As Covid numbers dropped significantly following the first wave, and when the hospital’s original Covid ward was ‘stood down’ in May, it marked a real milestone for Corinna.

“There was a real moment that we had come through it. Similarly, seeing patients who’d had long, isolating admissions, being discharged, really made the job worthwhile and then seeing them back in the clinic, and getting back to life was great,” she said.

Noteworthy, among patients who have been discharged, is a lot of post- traumatic anxiety and issues with fatigue.

There were also lots of low points.

“Having to make calls to families to tell them their loved ones had deteriorated or weren’t going to make it, having really difficult conversations in full PPE, which was so impersonal. Delivering bad news is part of our job but with Covid a whole layer of human empathy and connection is removed.

“Isolation and PPE made it particularly hard to care for people approaching end of life and their families. While staff did their best in the circumstances, it’s not the usual compassionate care you’d like to deliver.”

Originally from Limerick, Corinna is married to Eric, a psychiatrist from Cork, and they have four kids aged from nine to two. A wonderful childminder helped them during their longer working hours. She describes her kids as being resilient, like all kids, but they were certainly glad to be back to school.

Walks with her dog Charlie, and her 10 minute cycle to work most days helped with head space.

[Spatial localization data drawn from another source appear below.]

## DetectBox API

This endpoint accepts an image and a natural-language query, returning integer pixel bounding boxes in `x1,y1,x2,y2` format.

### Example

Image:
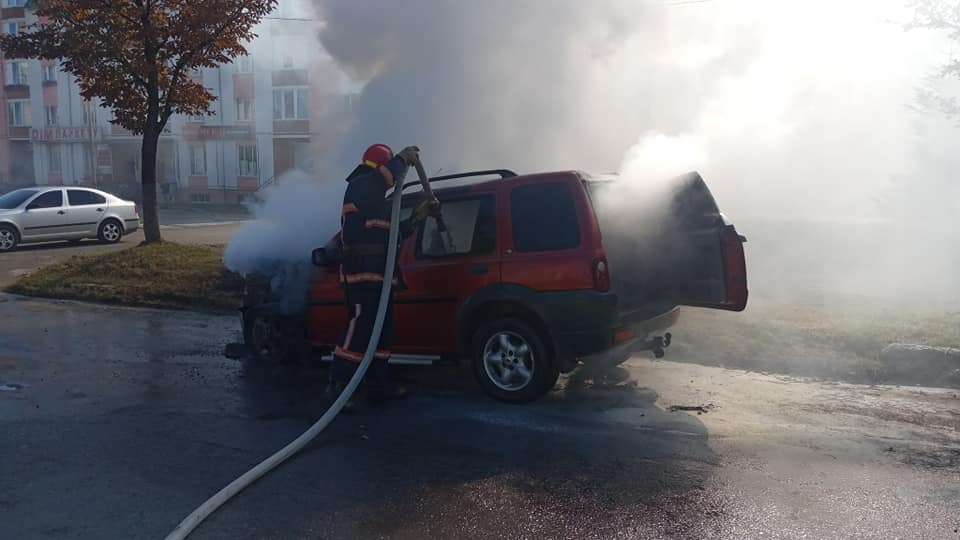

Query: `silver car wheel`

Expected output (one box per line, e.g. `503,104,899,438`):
483,331,535,391
0,228,15,251
101,222,121,242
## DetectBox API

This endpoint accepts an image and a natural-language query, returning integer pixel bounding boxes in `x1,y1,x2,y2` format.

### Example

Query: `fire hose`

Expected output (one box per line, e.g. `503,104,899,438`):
164,153,433,540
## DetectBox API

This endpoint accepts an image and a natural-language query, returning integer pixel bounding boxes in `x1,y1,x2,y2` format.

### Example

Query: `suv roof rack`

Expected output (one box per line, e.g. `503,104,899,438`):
401,169,517,192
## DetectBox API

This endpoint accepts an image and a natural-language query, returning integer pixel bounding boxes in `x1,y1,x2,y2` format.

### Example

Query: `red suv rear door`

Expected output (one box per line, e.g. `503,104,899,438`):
393,190,501,355
500,177,598,292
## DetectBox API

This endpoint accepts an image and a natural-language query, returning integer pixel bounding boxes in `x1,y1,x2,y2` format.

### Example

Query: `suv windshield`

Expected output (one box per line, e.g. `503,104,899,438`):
0,189,40,209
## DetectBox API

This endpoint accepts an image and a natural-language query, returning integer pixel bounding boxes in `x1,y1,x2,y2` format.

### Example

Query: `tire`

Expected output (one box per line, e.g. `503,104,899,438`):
243,307,276,361
98,219,123,244
0,225,19,252
472,318,559,403
242,306,302,365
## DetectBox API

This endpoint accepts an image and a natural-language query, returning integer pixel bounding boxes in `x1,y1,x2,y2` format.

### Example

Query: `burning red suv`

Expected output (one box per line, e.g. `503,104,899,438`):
242,169,747,403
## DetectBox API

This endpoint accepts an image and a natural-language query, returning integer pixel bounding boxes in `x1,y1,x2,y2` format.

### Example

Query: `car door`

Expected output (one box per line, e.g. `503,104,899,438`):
393,190,501,355
20,189,68,240
66,189,109,236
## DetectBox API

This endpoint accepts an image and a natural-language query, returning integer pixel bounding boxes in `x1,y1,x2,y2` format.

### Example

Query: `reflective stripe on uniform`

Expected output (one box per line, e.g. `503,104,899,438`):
365,219,391,230
334,346,391,363
342,203,358,216
363,160,379,169
342,272,399,285
334,346,364,363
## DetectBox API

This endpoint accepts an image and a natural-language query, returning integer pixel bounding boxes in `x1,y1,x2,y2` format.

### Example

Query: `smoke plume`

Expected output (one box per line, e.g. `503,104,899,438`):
223,170,344,313
306,0,958,307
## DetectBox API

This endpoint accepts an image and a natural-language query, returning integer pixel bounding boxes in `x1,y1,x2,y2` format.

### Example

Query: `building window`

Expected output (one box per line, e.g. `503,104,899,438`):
6,100,30,127
4,21,21,36
188,113,206,123
190,193,211,203
82,101,97,125
48,145,62,173
42,63,56,82
45,106,58,126
236,99,254,122
237,57,253,73
190,145,207,175
281,54,295,69
2,0,28,7
4,60,28,85
238,144,258,176
272,88,308,120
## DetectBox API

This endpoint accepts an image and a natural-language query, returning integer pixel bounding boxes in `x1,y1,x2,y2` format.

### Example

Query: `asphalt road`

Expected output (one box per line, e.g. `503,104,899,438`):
1,296,958,539
0,216,244,287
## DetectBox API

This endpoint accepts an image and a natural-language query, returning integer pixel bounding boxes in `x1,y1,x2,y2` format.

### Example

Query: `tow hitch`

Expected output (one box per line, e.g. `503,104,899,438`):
636,332,672,359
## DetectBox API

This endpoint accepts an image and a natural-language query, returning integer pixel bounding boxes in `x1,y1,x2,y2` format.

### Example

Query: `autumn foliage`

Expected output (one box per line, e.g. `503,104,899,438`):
0,0,277,242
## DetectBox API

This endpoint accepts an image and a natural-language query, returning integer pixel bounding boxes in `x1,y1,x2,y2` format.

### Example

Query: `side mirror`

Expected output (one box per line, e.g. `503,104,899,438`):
312,248,327,267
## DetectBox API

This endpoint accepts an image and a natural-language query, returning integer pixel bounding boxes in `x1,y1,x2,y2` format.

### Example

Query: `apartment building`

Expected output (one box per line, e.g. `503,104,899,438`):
1,0,345,203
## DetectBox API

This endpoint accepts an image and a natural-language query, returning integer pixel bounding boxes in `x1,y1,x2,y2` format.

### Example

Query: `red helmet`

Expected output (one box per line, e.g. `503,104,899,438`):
362,144,393,168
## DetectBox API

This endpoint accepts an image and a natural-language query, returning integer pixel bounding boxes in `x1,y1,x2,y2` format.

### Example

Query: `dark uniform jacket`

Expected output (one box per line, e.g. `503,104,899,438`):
339,156,417,289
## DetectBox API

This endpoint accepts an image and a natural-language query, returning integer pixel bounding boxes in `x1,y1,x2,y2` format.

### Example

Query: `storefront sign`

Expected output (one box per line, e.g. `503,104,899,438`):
31,126,102,142
197,125,255,140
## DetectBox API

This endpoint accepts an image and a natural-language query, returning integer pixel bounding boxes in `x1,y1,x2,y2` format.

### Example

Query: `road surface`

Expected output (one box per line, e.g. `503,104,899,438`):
1,296,958,539
0,218,243,287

Corinna is fully aware that Covid will be part of her work for some time to come, but it doesn’t faze her.

“It’s how things are now, and how they’ll continue to be next year or more until a large proportion of the worldwide population is vaccinated.

“Realistically, it will be part of the health service for at least the next 12 months. We’ve adjusted to it though, and the second wave showed this when non-Covid scheduled health-care continued.”

She’s planning a quiet Christmas in Cork and will be keeping her contacts to a minimum.

Naturally, she’ll be keeping an eye on Covid case numbers, but she is hoping to visit to see her parents in Limerick, who she hasn’t seen since August.

“But that’s what it’s been like for a lot of people,” she said.

What’s her advice to the public for the festive season?

“The public deserves a nice Christmas but it’s up to individuals to judge risks for themselves.

“We know how to minimise risk to ourselves, our families and our friends and to avoid infection. People need to be responsible.

“Our actions over the Christmas period will influence a potential third wave in January.

“With the positive news of a vaccine on the horizon, a third wave is something we should look to avoid altogether.”